Friday, April 3, 2009

The Medical Profession

Though in my family there are already 4 lawyers and one is studying to be a nurse. So I hear and have studied some about this profession. If you can become a doctor or nurse you will never be without a job. However, becoming one is no easy task.

First of all, one must be very smart and very diligent. Just being very smart isn't enough to get through all the many rigors of the Nursing profession. If you want to be an RN with a Bachelor of Science then you must study your first two years of college toward your B.S. and then do another three years of nursing school.

Any nurse I talk to says that the three years of nursing school was the most awful experience of their lives. Many many nurses flunk out or are made to flunk out or are discriminated against(especially in these difficult economic times). When all the minorities got their rights it was in the late 1960s and very early 1970s. It just so happens that this was the most affluent of times for the middle and lower classes that the United States has ever seen and likely will ever see. So, giving people of all classes their rights was the right thing to do. However, now even the upper classes can't get jobs for their kids so all this has changed. And all people rich and poor are in a very difficult struggle to just survive. There just aren't enough jobs for everyone right now. So if you can get a job in the medical profession you will first have to get trained. And this is the most difficult part.

First of all, the problem is that to get college professors to teach medicine in nursing one has to hire nurses with a Master's Degree. However, in order to do this a nurse must first get his or her RN and then work 5 years as a nurse before he or she will be accepted into a Master's program. Then college teachers of nursing make about $60,000 a year and a nurse can make $80,000 a year even with just an RN. So there really is no motivation for nurses to become college teachers of nursing. So this is a very big problem for training new nurses. So the college teachers of nursing tend to be people no one wanted to work with as nurses or very dedicated nursing teachers who are willing to sacrifice money for teaching.
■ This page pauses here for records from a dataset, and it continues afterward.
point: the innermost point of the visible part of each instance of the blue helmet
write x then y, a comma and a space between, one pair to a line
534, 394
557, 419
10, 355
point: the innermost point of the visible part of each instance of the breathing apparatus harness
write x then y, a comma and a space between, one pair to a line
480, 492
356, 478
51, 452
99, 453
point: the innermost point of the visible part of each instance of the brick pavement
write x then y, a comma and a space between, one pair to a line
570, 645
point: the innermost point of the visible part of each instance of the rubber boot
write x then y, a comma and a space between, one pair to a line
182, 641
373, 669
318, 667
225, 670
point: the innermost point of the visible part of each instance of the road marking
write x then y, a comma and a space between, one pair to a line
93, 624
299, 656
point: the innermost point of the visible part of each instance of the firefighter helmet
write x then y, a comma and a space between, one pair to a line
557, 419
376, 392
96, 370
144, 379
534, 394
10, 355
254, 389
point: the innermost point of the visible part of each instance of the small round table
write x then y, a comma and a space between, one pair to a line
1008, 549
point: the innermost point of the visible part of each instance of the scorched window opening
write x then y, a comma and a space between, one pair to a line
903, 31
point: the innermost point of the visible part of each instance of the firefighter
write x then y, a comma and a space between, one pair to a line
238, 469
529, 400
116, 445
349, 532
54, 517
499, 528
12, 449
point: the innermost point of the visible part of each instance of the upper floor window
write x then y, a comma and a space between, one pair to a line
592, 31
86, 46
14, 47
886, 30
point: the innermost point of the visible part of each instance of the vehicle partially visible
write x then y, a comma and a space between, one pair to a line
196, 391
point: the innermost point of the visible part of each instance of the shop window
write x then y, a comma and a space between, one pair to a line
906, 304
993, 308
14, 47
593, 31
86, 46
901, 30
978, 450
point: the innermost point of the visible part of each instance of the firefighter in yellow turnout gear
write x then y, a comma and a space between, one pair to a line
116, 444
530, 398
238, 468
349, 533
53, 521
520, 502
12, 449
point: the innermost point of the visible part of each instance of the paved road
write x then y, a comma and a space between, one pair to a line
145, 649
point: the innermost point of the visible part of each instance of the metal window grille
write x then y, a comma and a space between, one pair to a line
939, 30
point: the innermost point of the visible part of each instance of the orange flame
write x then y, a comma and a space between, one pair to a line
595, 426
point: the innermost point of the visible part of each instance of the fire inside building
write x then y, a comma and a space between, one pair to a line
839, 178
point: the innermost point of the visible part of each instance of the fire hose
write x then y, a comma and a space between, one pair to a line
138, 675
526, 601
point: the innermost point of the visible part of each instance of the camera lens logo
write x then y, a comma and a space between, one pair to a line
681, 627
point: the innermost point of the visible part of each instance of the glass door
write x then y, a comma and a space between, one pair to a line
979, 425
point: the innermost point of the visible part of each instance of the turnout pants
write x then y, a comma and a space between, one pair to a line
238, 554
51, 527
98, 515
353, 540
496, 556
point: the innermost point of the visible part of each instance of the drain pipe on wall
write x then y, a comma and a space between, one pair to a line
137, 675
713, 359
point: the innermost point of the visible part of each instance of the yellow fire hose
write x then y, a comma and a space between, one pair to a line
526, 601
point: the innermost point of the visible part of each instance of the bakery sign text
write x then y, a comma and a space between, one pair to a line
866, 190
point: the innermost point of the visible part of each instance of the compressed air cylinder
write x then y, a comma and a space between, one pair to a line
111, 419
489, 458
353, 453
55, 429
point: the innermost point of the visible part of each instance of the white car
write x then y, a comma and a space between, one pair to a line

This problem also creates many sub problems such as extremely long waiting lists to get into nursing school. I know of one person who waited 6 years to get into a community college program for nursing(and still didn't get in and finally gave up). (One can become an RN without a BS)just like one can become a lawyer without a bachelor's degree at a private or some community colleges.

So if you can get into a nursing program at a community college(no B.S.) or at a four year B.S. program for an RN, go for it! Because you likely will get only one chance at this in these present circumstances in the United States.

Also, even though you might get an RN here in the United States, you could be a traveling nurse (one month to a year) in different countries. However, if you become a doctor or nurse in another country you likely won't be able to practice medicine in the United States because of the way our system works and would have to go to school again here. So if you ever want to work in the United States in the medical profession you likely have to go to school here.

I know of a physician's assistant from Germany who works here as a physical trainer because her degree as a physician's assistant is not good here. However, it is possible that a nurse from the United States might not be able to work in Germany either.

So, I know that American nurses can work in places like Australia and possibly Canada and throughout the 50 United States.

So, if you want to have a trade for life wherever you want to work in the United States or some other countries choose the medical profession if you always want to have a job. I think we are about 116,000 short of nurses right now in the U.S.